The above illustrates the basics of programmable I/O blocks. There are a million other things you could learn about the super-flexible I/O that FPGA’s provide, feel free to read more.


Xilinx FPGA Families

Next, spend some time looking at the range of size of devices that are in the 7 Series Family from Xilinx. It is broken into the following divisions: Spartan 7, Artix 7, Kintex 7, and Virtex 7.

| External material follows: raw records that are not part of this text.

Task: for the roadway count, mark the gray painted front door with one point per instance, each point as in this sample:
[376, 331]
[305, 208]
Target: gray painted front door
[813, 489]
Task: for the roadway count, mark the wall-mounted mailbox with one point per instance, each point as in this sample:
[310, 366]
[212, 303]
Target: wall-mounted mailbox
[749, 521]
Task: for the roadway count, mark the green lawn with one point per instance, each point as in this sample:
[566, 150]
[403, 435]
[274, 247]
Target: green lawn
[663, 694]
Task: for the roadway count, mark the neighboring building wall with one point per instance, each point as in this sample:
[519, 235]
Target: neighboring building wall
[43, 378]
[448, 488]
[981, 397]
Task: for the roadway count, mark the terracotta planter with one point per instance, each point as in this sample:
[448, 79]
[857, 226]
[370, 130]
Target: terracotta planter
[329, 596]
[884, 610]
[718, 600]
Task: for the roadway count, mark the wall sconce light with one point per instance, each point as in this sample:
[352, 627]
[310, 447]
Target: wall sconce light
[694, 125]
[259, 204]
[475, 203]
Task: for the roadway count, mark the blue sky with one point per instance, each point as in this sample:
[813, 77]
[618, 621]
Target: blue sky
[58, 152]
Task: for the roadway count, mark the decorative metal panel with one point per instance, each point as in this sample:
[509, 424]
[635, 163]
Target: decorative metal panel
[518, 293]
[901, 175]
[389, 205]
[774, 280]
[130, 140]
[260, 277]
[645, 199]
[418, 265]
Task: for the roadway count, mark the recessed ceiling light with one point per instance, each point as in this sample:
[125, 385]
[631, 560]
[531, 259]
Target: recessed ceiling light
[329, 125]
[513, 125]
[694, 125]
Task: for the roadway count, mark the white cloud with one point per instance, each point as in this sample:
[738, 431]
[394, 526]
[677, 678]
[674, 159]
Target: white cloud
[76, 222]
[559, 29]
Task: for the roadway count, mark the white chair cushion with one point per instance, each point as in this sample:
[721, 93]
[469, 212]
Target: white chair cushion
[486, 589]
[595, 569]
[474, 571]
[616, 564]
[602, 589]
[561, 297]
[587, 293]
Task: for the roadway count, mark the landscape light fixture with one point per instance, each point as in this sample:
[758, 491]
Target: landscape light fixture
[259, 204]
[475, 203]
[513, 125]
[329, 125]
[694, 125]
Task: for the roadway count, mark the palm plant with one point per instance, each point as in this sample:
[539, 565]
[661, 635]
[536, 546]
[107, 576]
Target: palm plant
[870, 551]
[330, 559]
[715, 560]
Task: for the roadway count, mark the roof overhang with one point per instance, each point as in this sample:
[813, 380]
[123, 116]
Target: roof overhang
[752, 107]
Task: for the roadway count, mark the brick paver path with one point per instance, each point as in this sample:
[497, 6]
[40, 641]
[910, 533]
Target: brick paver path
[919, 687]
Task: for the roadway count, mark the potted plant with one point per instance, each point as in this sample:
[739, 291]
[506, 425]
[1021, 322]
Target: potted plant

  • What family part is in the FPGA board you used in your beginning digital design course?
  • What are the features of the various divisions of parts?
  • What is the smallest part in the 7 Series Family in terms of numbers of CLBs, BRAMs, DSPs, and I/O?
  • What is the largest?
  • How much total BRAM storage is in the largest part in MBytes?
  • How many total DSPs are in the largest part? Can you find where Xilinx gives a total computational power of those DSP’s (in terms of GOPs/sec)?

Xilinx Coding Guidelines

Although this is the last topic in this self-paced review of what is inside a Xilinx FPGA, it is perhaps the MOST IMPORTANT.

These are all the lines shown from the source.